Wheat harvest is underway in the West, and Roy Motter, of Brawley Farms, Brawley, Calif., predicts yields of about 3.5 tons per acre from his 900 acres of irrigated desert durum wheat in the Imperial Valley.
“The wheat looks nice right now,” Motter said, just one day before launching his harvest in mid-May.
The quality of Imperial Valley-grown wheat is always reliable, Motter says. He predicts the average protein level of his crop at 12.5 percent to 13 percent; the common percentage in the Valley.
Motter planted his 2009 wheat at a 150 pound-per-acre seeding rate. The first water was applied in late November. The wheat was unscathed by record hot temperatures topping 100 degrees in early April. The crop had surpassed the important heading stage.
From 3.5 to 4 acre-feet of water from the Colorado River is applied through seven irrigations.
Motter’s 2009 wheat contracts are with El Toro Export and Barkley Seed.
Steve Wright, University of California Cooperative Extension agronomy farm advisor in Tulare and Kings counties, expects a 5 percent to 10 percent wheat yield reduction in low-lying areas of the San Joaquin Valley.
Four nights of freezing temperatures down to as low as 24 degrees in mid-March resulted in blank heads. Another yield-decline culprit this year on the West Side of the Valley is ongoing water shortages.
“Many growers were hit by a hot spell in late April when temperatures reached into the upper 90s,” Wright said. “If the wheat wasn’t well watered, the plants took a hit. Some fields started to mature early due to the water stress.”
Many small-grain fields were cut early for silage due to the lack of water, Wright says. The final irrigation on small grains grown for silage typically is applied from late April to early May. Some fields were cut in early April due to the water shortage.
“A lot of dryland wheat is a disaster this year; the rain just quit too soon,” Wright said. “There will be some wheat grain harvested, but much of it will be used for grazing or cut for hay or silage.”
The Central Valley wheat crop is relatively disease-free. Wheat stripe rust did not cause significant damage, Wright says.
Equal amounts of wheat are generally grown for grain and silage for dairies in the San Joaquin Valley. Wheat for grain could increase to 60 percent this year, Wright says. In Tulare County about two-thirds of the wheat crop is typically chopped for silage. This year that amount could fall to 50 percent. The reduced silage use is due to lower prices, $22 per ton average this year compared to $30 the past two years.

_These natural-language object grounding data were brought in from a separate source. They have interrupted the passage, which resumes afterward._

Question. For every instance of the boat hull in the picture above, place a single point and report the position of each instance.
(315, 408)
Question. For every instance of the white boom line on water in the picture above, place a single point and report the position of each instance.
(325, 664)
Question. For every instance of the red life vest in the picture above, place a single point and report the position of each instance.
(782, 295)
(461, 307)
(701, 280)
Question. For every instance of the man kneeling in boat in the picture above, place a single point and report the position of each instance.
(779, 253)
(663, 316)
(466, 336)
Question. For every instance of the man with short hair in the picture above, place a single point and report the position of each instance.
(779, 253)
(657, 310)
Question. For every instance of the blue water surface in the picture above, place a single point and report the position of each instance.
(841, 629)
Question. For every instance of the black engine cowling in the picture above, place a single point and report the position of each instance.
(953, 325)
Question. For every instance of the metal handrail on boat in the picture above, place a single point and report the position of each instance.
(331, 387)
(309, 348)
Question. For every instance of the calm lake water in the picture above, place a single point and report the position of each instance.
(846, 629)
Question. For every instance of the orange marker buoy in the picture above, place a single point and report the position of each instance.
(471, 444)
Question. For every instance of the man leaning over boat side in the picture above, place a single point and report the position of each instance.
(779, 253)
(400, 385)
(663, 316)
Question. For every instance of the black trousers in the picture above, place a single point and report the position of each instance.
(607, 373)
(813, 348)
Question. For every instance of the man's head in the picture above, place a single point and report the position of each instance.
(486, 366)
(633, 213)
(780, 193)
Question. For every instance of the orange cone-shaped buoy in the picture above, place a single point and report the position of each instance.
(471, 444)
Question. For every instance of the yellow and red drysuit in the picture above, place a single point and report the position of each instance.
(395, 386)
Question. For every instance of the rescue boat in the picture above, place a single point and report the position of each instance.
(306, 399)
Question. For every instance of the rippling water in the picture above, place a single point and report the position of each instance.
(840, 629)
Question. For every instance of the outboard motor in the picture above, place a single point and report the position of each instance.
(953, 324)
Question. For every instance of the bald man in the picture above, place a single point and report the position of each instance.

Milk prices are so low some dairymen did not spend money on wheat herbicides.
“We’re seeing fields with more weeds, some poisonous including fiddleneck,” Wright said.
Third-generation farmer Kole Upton, Sr., F. M. Upton & Sons, Chowchilla, Calif., is growing 1,400 acres of irrigated PR 1404 hard red winter seed wheat variety on irrigation in Merced and Madera counties for Lockwood Seed and Grain, Chowchilla.
“I think the wheat crop looks pretty good,” Upton said. “We got a good start including some rains.” He expects yields in the 2.85 to 3 ton per acre range.
Upton also grows corn, almonds, oats, and cotton. Additional acreage is leased for tomato and lettuce production.
“Wheat is an attractive rotation crop since it grows during the winter,” Upton said. “We could not put all of our ground into summer crops because there’s not enough water.”
Upton and Motter are directors on the California Wheat Commission.
Fieldman Geoff Schulz of Penny Newman Grain, Fresno, surveyed wheat fields between Kettleman City and Corcoran in Kings County in mid-May.
“Yields should be strong for growers who had enough irrigation water,” Schulz said.
In Arizona’s Yuma County, durum wheat grower David Sharp expects slightly lower yields tied to rain-delayed planting last fall that reduced plant tillering.
Sharp and his brother, Clyde, are partners in Lyreedale Farms in Roll. In most years the farm’s wheat yields average 3.75 to 4 tons per acre depending on the soils and location.
The Sharps contracted their 2009 production through Barkley Seed.
“We missed the price run-up last year in wheat,” David Sharp said. “We were fortunate to get early contracts this year that were comparable to the peak of last season.”